Pada Senin (9/12), Perdana Menteri Israel, Benjamin Netanyahu, menyatakan Dataran Tinggi Golan, yang telah dikuasai oleh Israel selama hampir enam dekade, akan tetap menjadi bagian dari Israel "selama-lamanya". Dalam sebuah konferensi pers yang diadakan di Yerusalem, Netanyahu mengucapkan terima kasih kepada presiden terpilih Amerika Serikat (AS), Donald Trump, atas pengakuannya terhadap aneksasi Israel terhadap wilayah tersebut pada tahun 1981 selama masa pemerintahannya yang pertama, dan menegaskan bahwa "Golan akan menjadi bagian dari Negara Israel selamanya".

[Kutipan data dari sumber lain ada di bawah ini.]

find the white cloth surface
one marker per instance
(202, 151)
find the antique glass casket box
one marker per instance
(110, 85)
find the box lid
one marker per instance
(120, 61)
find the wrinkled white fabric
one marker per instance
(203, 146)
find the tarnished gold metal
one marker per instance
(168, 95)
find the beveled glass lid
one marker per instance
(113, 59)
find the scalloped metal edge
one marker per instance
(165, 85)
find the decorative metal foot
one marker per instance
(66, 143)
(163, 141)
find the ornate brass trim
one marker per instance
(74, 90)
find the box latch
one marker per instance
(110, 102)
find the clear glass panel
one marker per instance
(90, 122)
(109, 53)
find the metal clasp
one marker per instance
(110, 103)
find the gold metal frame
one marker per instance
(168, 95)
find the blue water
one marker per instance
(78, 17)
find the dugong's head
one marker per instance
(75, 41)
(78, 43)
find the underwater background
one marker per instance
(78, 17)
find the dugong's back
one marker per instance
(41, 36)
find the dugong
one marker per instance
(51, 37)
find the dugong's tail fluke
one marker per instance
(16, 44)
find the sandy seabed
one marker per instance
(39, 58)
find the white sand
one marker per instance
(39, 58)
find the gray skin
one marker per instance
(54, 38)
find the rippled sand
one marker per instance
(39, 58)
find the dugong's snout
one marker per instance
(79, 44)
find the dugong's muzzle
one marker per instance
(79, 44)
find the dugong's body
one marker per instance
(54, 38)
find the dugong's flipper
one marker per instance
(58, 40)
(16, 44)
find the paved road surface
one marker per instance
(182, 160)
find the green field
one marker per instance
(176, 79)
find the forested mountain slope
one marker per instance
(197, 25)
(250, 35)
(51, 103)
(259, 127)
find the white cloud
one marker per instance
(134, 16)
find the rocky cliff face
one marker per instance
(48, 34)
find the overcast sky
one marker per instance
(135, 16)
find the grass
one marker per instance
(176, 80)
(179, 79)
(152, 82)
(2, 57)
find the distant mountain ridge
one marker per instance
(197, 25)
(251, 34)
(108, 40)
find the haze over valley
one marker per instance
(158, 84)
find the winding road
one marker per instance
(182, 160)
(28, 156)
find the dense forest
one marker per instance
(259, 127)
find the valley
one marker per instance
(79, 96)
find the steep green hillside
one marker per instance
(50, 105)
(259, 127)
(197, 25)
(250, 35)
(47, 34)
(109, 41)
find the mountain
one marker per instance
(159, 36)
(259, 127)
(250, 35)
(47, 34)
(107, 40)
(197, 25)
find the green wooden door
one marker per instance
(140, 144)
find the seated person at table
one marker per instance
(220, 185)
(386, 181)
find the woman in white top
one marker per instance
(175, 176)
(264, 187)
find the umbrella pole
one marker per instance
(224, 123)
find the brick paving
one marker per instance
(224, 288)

Israel menguasai sebagian besar Dataran Tinggi Golan dari Suriah pada Perang Enam Hari di tahun 1967 dan telah mempertahankannya sejak saat itu, meskipun Suriah berupaya merebut kembali wilayah tersebut dalam Perang Arab-Israel 1973. Sejak munculnya pemberontakan yang menggulingkan Presiden Bashar al-Assad, Israel telah melancarkan serangkaian serangan udara ke Suriah, termasuk serangan terhadap tiga pangkalan udara utama militer pada Senin. Pejabat Israel mengungkapkan serangan udara tersebut akan terus dilaksanakan selama beberapa hari ke depan untuk mencegah senjata berat milik Assad jatuh ke tangan musuh.

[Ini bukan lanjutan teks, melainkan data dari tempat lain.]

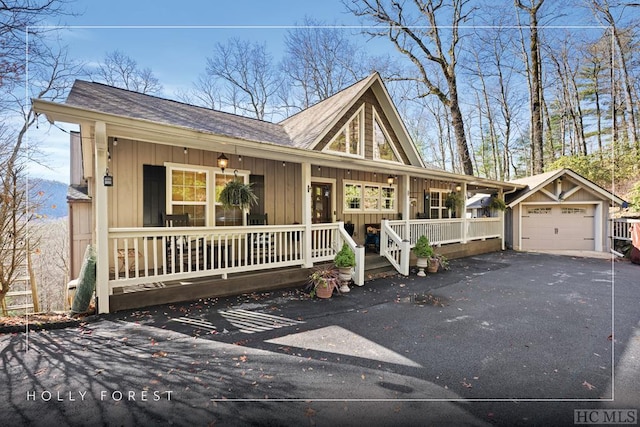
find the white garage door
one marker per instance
(558, 227)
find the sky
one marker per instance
(173, 41)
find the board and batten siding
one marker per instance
(282, 199)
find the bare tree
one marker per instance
(246, 75)
(416, 33)
(604, 11)
(16, 18)
(51, 73)
(534, 74)
(320, 60)
(120, 70)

Di akhir pekan, setelah penggulingan Assad, Netanyahu menginstruksikan pasukan Israel untuk memasuki zona penyangga yang diawasi oleh PBB dan melampaui batas zona tersebut. Tindakan ini menuai kecaman dari PBB dan negara-negara tetangga Israel. Seorang juru bicara PBB pada Senin menyebut tindakan Israel sebagai "pelanggaran" terhadap perjanjian pelepasan tahun 1974 antara Israel dan Suriah. Arab Saudi juga menyatakan penguasaan Israel atas zona penyangga di Dataran Tinggi Golan akan "merusak peluang Suriah untuk memulihkan keamanan".
Meskipun demikian, Israel menginformasikan kepada Dewan Keamanan PBB mereka tidak terlibat dalam konflik Suriah dan hanya mengambil "langkah terbatas dan sementara" untuk melindungi keamanan mereka. Netanyahu juga menyatakan pada Minggu (8/12), keruntuhan pemerintahan Assad dan mundurnya pasukan Suriah dari pos-pos mereka telah membatalkan perjanjian 1974.
Menteri Luar Negeri Israel, Gideon Saar, pada Senin menekankan bahwa perebutan zona penyangga tersebut adalah "langkah terbatas dan sementara yang kami ambil demi alasan keamanan".